Но я еще верил в будущее и надеялся, что другое, лучшее поколение, тщательней рассмотрев, как нынешнее судило обо мне и поступило со мной, без труда проникнет в ухищренья его руководителей и увидит меня наконец таким, каков я есть. Именно эта надежда побудила меня написать мои «Диалоги»[2] и толкнула меня на тысячу безумных попыток передать их потомству. Эта надежда, хоть и отдаленная, держала мою душу в такой же тревоге, как в то время, когда я искал еще в этом веке справедливое сердце, и чаяния мои, напрасно устремлявшиеся вдаль, также делали меня игрушкой людей сегодняшнего дня.

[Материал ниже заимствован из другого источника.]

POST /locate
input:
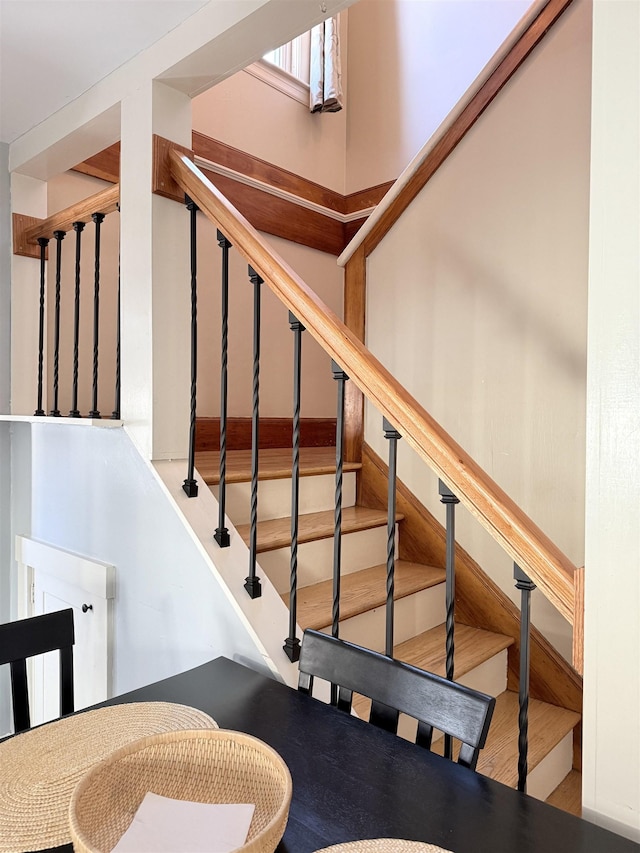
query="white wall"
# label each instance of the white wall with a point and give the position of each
(5, 393)
(611, 765)
(91, 493)
(477, 302)
(409, 64)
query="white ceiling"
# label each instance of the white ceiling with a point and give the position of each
(53, 50)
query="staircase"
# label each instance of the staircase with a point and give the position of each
(481, 655)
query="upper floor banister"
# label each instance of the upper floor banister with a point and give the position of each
(105, 202)
(520, 537)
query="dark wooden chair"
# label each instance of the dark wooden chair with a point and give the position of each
(34, 636)
(396, 687)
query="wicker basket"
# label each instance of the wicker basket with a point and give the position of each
(206, 766)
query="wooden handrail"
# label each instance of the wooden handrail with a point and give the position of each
(106, 201)
(520, 537)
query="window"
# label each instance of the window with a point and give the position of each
(286, 68)
(293, 57)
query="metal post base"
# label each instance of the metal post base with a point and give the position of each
(190, 488)
(292, 648)
(253, 587)
(222, 537)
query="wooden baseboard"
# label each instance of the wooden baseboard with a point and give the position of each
(274, 432)
(479, 602)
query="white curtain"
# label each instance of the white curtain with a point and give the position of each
(325, 78)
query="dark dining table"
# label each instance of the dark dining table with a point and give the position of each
(352, 780)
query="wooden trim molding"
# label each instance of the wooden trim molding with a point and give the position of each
(506, 522)
(281, 217)
(162, 182)
(27, 229)
(578, 621)
(274, 432)
(273, 199)
(267, 173)
(479, 601)
(452, 132)
(354, 310)
(21, 246)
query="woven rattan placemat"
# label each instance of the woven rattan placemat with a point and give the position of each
(40, 768)
(384, 845)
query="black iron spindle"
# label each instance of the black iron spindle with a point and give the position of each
(252, 582)
(392, 435)
(115, 414)
(55, 411)
(78, 227)
(526, 586)
(341, 377)
(190, 485)
(450, 500)
(43, 242)
(222, 534)
(292, 643)
(98, 219)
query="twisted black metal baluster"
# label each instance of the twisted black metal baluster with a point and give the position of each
(392, 435)
(98, 218)
(55, 411)
(115, 414)
(341, 377)
(526, 586)
(450, 500)
(43, 242)
(222, 534)
(190, 485)
(78, 227)
(252, 582)
(292, 643)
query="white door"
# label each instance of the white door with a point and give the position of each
(61, 579)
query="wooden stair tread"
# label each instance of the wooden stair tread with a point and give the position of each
(361, 591)
(273, 464)
(276, 533)
(473, 646)
(568, 795)
(548, 724)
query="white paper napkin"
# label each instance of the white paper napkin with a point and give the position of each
(163, 825)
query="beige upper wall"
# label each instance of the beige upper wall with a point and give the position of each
(318, 269)
(253, 116)
(477, 301)
(62, 191)
(318, 391)
(409, 63)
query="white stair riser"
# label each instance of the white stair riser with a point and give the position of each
(360, 550)
(547, 775)
(274, 497)
(413, 614)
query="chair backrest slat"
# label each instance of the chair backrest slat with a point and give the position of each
(397, 687)
(37, 635)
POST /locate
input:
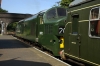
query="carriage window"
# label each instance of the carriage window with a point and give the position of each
(75, 19)
(94, 28)
(94, 13)
(51, 14)
(61, 11)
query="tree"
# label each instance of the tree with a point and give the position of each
(3, 11)
(65, 3)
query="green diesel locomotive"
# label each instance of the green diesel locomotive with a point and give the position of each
(45, 28)
(82, 33)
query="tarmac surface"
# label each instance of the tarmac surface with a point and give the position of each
(16, 53)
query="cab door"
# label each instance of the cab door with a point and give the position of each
(74, 36)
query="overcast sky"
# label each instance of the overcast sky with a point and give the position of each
(27, 6)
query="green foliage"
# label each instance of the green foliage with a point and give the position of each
(12, 26)
(65, 3)
(3, 11)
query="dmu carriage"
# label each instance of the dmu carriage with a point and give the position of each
(45, 28)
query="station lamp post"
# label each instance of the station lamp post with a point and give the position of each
(2, 25)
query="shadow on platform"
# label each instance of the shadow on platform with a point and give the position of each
(13, 62)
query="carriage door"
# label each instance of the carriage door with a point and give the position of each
(74, 43)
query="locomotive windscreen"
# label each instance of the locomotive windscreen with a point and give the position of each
(61, 11)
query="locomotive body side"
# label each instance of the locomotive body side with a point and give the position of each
(82, 40)
(28, 28)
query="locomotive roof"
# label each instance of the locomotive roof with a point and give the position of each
(73, 4)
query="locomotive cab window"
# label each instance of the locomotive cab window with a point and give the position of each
(94, 23)
(75, 19)
(61, 12)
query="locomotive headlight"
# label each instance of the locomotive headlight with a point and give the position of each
(61, 42)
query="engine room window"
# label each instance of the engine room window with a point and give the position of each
(51, 14)
(94, 23)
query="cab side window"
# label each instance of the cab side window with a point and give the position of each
(94, 22)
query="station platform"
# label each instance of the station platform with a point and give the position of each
(16, 53)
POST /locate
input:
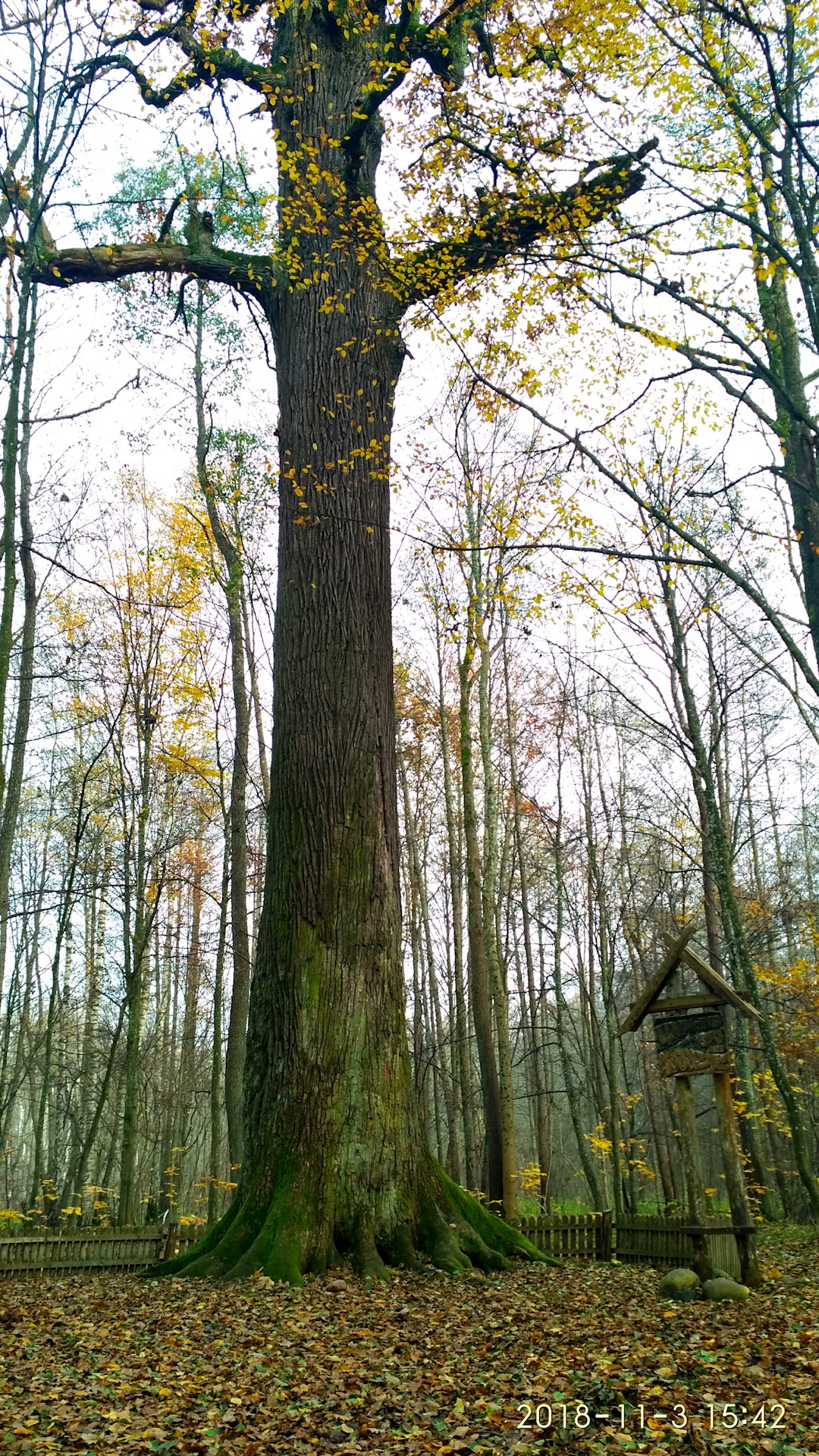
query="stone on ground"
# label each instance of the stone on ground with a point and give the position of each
(679, 1285)
(725, 1289)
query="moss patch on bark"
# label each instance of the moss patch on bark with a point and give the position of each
(284, 1239)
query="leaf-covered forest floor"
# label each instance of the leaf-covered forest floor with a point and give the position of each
(428, 1363)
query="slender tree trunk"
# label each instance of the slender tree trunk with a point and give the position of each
(241, 946)
(453, 835)
(215, 1161)
(480, 986)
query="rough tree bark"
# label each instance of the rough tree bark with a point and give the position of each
(335, 1156)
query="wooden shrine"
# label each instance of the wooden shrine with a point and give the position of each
(692, 1037)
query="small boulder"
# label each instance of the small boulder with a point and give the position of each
(725, 1289)
(679, 1285)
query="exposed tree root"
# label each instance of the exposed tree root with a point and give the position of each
(284, 1241)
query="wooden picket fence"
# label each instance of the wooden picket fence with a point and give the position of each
(570, 1237)
(651, 1239)
(670, 1242)
(74, 1250)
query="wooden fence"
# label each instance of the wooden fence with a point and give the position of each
(572, 1237)
(670, 1242)
(72, 1250)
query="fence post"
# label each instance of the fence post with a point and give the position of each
(605, 1237)
(169, 1242)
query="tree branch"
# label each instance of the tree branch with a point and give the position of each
(246, 273)
(510, 224)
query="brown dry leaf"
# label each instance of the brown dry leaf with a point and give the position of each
(423, 1365)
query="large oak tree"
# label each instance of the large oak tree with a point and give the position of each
(335, 1158)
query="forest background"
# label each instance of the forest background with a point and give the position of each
(604, 622)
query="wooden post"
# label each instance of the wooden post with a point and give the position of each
(735, 1183)
(694, 1175)
(169, 1242)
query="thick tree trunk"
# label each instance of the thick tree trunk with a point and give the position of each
(335, 1156)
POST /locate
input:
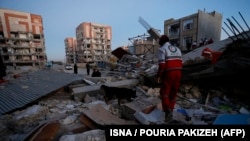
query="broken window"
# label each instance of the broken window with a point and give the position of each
(188, 24)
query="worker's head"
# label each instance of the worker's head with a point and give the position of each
(163, 39)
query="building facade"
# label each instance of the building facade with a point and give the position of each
(143, 44)
(93, 42)
(70, 50)
(22, 41)
(195, 28)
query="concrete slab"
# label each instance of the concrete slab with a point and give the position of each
(103, 117)
(80, 92)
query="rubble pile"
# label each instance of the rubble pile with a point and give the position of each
(78, 111)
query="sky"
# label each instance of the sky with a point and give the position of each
(61, 17)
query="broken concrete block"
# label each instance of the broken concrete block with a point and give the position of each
(80, 92)
(156, 116)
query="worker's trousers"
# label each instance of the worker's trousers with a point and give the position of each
(169, 89)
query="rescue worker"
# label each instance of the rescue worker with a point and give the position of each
(169, 74)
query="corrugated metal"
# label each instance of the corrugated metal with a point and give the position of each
(32, 86)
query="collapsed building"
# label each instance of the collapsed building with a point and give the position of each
(71, 107)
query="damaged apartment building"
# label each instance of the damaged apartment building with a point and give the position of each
(22, 41)
(183, 32)
(91, 44)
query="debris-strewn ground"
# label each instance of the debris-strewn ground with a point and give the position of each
(76, 113)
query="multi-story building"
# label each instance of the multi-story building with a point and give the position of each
(143, 44)
(195, 28)
(93, 42)
(22, 40)
(70, 50)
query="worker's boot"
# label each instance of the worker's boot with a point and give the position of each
(168, 115)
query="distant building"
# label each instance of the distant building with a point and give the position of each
(70, 50)
(199, 28)
(22, 41)
(93, 42)
(143, 44)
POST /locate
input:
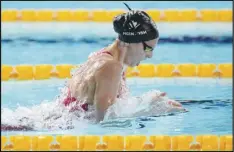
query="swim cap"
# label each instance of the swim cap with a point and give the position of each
(135, 26)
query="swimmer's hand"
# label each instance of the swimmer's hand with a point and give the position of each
(174, 106)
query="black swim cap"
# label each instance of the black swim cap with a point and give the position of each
(135, 26)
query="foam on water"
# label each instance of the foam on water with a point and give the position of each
(53, 116)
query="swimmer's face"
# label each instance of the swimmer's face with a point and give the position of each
(136, 52)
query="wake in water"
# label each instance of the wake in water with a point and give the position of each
(53, 115)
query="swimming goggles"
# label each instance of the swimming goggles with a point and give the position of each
(147, 48)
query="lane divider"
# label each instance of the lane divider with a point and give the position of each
(117, 142)
(102, 15)
(61, 71)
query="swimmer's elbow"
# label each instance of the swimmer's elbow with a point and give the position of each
(102, 105)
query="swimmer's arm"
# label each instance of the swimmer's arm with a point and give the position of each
(107, 84)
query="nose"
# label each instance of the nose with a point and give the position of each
(149, 54)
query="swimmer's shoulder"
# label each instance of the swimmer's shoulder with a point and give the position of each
(110, 67)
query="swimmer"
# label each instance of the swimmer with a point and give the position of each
(101, 79)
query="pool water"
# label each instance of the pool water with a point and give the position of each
(210, 106)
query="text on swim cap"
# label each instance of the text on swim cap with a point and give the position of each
(137, 33)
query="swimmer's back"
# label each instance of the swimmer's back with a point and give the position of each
(83, 83)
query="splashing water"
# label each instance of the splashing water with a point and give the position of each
(52, 115)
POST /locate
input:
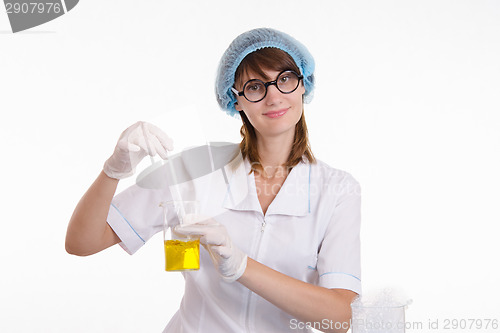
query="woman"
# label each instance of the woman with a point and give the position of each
(287, 257)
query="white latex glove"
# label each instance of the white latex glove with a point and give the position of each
(136, 142)
(229, 261)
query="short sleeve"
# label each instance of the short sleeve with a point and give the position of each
(339, 262)
(135, 215)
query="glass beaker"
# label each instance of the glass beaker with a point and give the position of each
(385, 314)
(182, 253)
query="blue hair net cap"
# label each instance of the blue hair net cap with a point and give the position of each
(249, 42)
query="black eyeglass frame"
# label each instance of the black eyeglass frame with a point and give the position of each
(267, 84)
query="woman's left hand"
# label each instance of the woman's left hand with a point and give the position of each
(229, 261)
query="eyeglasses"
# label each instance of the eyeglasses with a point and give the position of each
(256, 90)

Я рассказал в своих «Диалогах», на чем основывал свое ожидание. Я обманулся. К счастью, я понял это вовремя, чтобы изведать еще до наступления своего последнего часа период полной безмятежности и совершенного покоя. Период этот начался в ту пору, о которой я здесь говорю, и у меня есть основания думать, что он не будет прерван.
Редкий день проходит без того, чтобы новые размышления не подтверждали мне, как я ошибался, рассчитывая на возвращение ко мне людей, хотя бы в другом поколении,— поскольку во всем, что касается меня, ими руководят вожаки, непрерывно выдвигаемые корпорациями, которые относятся ко мне с неприязнью. Отдельные лица умирают, но не умирают сообщества людей. Одни и те же страсти живут в них бесконечно, и их пламенная ненависть, бессмертная, как демон, ее внушающий, всегда одинаково действенна. Когда отдельные мои враги будут мертвы, врачи и ораторьянцы все еще будут живы, и даже если у меня не будет других преследователей, кроме этих двух корпораций, я могу быть уверен, что они не оставят мою память в покое, как при жизни не оставляли в покое меня самого. Может быть, со временем врачи, которых я действительно обидел, и успокоятся; но ораторьянцы, которых я любил, уважал, которым всецело доверял и которых никогда не обижал, ораторьянцы — церковники и полумонахи — навсегда останутся неумолимыми: собственная их несправедливость составляет мое преступление, и этого их самолюбие никогда мне не, простит; а публика, враждебность которой они будут все время заботливо поддерживать и оживлять, не успокоится, как и они.
Все кончено для меня на земле. Тут мне не могут причинить ни добра, ни зла. Мне не на что больше надеяться и нечего бояться в этом мире, и вот я спокоен в глубине пропасти, бедный смертный,— обездоленный, но бесстрастный, как сам бог.